In the last post we examined the design and implementation of Ekanite, a system for indexing log data, and making that data available for search in near-real-time. Is this final post let’s see Ekanite in action.
Downloading and running
Starting Ekanite
ekanited -datadir $HOME/ekanite
Once launched, Ekanite listens on three TCP ports:
- At http://localhost:9951/debug/vars it makes simple statistics and diagnostic information available.
- On TCP port 5514 it accepts log data.
- On TCP port 9950 it listens for queries.
All of these ports are configurable.
Index some log lines
curl https://raw.githubusercontent.com/ekanite/ekanite/master/test_resources/logs1k.txt.bz2 | bunzip2 | netcat localhost 5514
Search
$ telnet 127.0.0.1 9950
Trying 127.0.0.1...
Connected to 127.0.0.1.
Escape character is '^]'.
login
<134>0 2015-05-05T23:50:17.025568+00:00 fisher apache-access - - 65.98.59.154 - - [05/May/2015:23:50:12 +0000] "GET /wp-login.php HTTP/1.0" 200 206 "-" "-"
<134>0 2015-05-06T01:24:41.232890+00:00 fisher apache-access - - 104.140.83.221 - - [06/May/2015:01:24:40 +0000] "GET /wp-login.php?action=register HTTP/1.0" 200 206 "https://www.philipotoole.com/" "Opera/9.80 (Windows NT 6.2; Win64; x64) Presto/2.12.388 Version/12.17"
<134>0 2015-05-06T04:20:49.008609+00:00 fisher apache-access - - 193.104.41.186 - - [06/May/2015:04:20:46 +0000] "POST /wp-login.php HTTP/1.1" 200 206 "-" "Opera 10.00"
login -GET
<134>0 2015-05-06T04:20:49.008609+00:00 fisher apache-access - - 193.104.41.186 - - [06/May/2015:04:20:46 +0000] "POST /wp-login.php HTTP/1.1" 200 206 "-" "Opera 10.00"
Enhancing Ekanite
Ekanite could be enhanced and improved in many, many ways. Major improvements would include:
- More sophisticated query syntax would allow, for example, search on specific fields of the log data. This would involve building a parser, which would run in the query server.
- A more sophisticated query would allow the system to accept time-bounded queries. This would allow searches of, say, the last hour. Searches would be correspondingly faster.
- Ekanite has not been tuned for performance. Go comes with an extensive set of performance and profiling tools. Since Ekanite is a demonstration system, its main goal is functionality, but there are significant performance improvements available. For example, use a state-machine to parse the log lines, instead of regular expressions.

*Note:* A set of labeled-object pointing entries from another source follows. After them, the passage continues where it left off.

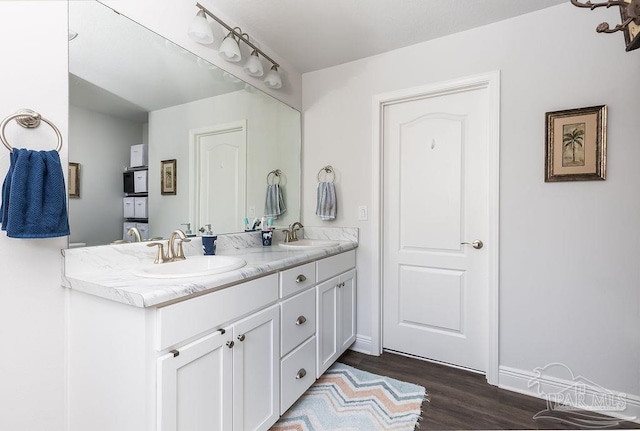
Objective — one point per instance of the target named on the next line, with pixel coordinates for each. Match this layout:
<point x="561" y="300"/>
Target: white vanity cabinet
<point x="228" y="380"/>
<point x="336" y="308"/>
<point x="234" y="359"/>
<point x="195" y="386"/>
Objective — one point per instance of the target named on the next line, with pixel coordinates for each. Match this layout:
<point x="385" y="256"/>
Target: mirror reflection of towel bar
<point x="28" y="119"/>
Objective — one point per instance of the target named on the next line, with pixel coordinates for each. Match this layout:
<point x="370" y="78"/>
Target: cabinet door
<point x="195" y="387"/>
<point x="347" y="310"/>
<point x="256" y="371"/>
<point x="327" y="325"/>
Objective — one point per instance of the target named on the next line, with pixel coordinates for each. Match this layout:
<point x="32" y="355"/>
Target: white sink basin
<point x="195" y="266"/>
<point x="309" y="243"/>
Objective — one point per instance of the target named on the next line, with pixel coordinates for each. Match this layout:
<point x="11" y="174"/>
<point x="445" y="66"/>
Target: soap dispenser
<point x="209" y="241"/>
<point x="187" y="231"/>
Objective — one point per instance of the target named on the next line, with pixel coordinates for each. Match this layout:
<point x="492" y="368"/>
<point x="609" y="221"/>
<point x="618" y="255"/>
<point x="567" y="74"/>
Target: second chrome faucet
<point x="174" y="248"/>
<point x="291" y="234"/>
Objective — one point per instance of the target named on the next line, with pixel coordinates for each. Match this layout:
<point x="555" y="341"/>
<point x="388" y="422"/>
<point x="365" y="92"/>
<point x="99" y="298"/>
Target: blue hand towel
<point x="326" y="202"/>
<point x="274" y="205"/>
<point x="34" y="201"/>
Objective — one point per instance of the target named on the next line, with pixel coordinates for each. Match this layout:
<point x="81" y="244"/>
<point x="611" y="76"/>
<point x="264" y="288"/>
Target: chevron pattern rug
<point x="348" y="399"/>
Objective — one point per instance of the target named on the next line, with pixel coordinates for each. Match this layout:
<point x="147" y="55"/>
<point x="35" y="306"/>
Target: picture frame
<point x="576" y="144"/>
<point x="74" y="180"/>
<point x="168" y="177"/>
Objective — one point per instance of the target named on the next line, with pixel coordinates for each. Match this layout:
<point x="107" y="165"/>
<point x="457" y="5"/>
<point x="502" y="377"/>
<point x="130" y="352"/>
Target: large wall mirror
<point x="129" y="86"/>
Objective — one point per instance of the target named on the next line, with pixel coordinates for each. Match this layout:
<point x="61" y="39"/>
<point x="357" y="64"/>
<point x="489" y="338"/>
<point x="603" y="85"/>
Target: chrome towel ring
<point x="327" y="170"/>
<point x="28" y="119"/>
<point x="271" y="180"/>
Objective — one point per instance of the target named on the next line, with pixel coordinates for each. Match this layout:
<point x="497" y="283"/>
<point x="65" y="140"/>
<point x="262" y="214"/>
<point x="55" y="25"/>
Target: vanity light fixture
<point x="629" y="15"/>
<point x="253" y="66"/>
<point x="230" y="48"/>
<point x="199" y="30"/>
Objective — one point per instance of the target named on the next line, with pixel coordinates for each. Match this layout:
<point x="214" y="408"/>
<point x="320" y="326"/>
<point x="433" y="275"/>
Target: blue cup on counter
<point x="267" y="236"/>
<point x="209" y="244"/>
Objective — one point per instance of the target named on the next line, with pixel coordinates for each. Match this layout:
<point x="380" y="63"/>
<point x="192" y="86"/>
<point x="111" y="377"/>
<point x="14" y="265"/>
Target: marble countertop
<point x="108" y="271"/>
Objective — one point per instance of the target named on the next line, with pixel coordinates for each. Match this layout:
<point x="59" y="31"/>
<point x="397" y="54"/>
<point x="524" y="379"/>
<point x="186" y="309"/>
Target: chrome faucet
<point x="291" y="234"/>
<point x="135" y="232"/>
<point x="174" y="251"/>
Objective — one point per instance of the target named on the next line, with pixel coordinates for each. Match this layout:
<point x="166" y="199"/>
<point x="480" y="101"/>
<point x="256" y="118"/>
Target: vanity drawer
<point x="334" y="265"/>
<point x="296" y="279"/>
<point x="297" y="374"/>
<point x="298" y="320"/>
<point x="178" y="322"/>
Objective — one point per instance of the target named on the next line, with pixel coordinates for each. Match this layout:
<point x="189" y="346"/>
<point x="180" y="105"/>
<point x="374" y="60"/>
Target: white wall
<point x="269" y="126"/>
<point x="101" y="144"/>
<point x="569" y="270"/>
<point x="33" y="75"/>
<point x="171" y="19"/>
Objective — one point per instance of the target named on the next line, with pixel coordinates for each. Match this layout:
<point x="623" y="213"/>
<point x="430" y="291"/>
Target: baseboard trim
<point x="363" y="345"/>
<point x="550" y="388"/>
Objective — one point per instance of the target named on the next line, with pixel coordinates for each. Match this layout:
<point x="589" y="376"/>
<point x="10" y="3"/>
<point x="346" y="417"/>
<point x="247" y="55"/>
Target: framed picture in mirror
<point x="74" y="180"/>
<point x="168" y="177"/>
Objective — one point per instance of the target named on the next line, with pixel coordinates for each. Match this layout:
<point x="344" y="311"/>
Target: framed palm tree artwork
<point x="576" y="144"/>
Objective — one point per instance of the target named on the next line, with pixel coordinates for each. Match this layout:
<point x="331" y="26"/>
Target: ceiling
<point x="313" y="34"/>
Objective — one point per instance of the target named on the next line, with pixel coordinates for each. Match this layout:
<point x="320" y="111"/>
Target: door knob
<point x="477" y="244"/>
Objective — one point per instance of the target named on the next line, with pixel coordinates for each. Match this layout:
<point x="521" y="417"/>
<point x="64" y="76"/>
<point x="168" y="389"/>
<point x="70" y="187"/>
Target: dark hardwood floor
<point x="462" y="400"/>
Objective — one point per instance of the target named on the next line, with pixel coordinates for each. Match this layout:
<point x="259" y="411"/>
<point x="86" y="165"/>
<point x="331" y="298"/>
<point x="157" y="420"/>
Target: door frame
<point x="490" y="81"/>
<point x="194" y="134"/>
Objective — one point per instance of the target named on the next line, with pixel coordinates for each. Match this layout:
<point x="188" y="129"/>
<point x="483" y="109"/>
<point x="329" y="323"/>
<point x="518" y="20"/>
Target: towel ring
<point x="276" y="174"/>
<point x="30" y="120"/>
<point x="327" y="170"/>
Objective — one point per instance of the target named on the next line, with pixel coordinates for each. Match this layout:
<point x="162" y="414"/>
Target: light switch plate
<point x="363" y="213"/>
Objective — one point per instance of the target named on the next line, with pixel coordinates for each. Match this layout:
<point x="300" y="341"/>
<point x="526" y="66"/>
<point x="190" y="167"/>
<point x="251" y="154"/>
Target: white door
<point x="195" y="386"/>
<point x="435" y="291"/>
<point x="219" y="193"/>
<point x="256" y="371"/>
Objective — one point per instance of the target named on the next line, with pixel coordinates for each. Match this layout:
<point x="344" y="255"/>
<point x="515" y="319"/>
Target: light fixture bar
<point x="235" y="33"/>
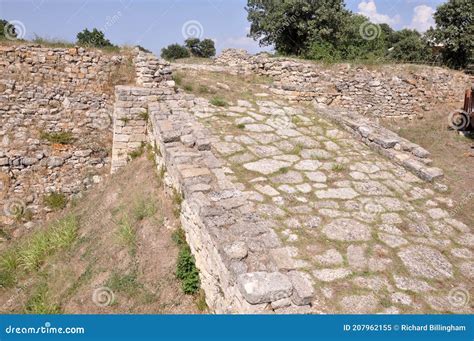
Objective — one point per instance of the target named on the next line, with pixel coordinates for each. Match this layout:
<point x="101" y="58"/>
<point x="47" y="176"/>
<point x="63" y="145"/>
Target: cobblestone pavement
<point x="370" y="236"/>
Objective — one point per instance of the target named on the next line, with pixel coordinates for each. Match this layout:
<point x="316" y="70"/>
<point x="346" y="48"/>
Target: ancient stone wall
<point x="238" y="254"/>
<point x="46" y="93"/>
<point x="388" y="91"/>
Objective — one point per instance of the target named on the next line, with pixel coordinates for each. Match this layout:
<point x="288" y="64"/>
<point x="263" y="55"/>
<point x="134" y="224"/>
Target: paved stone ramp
<point x="368" y="235"/>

- Reducing the number of memory allocations the code makes would minimize the impact of the garbage collection.
- Ekanite uses bleve with its default storage engine, which is BoltDB. Better storage efficiency and indexing throughput may be achieved with other engines such as LevelDB. This would complicate the build process however, as LevelDB is written in C++.
- Fix the bugs!
FIN
Indexing and search systems are fascinating, and I encourage you to check out the bleve and Ekanite source code.
Hopefully this series of posts has been helpful in understanding the various requirements, trade-offs, design, and implementation of one particular type of these systems.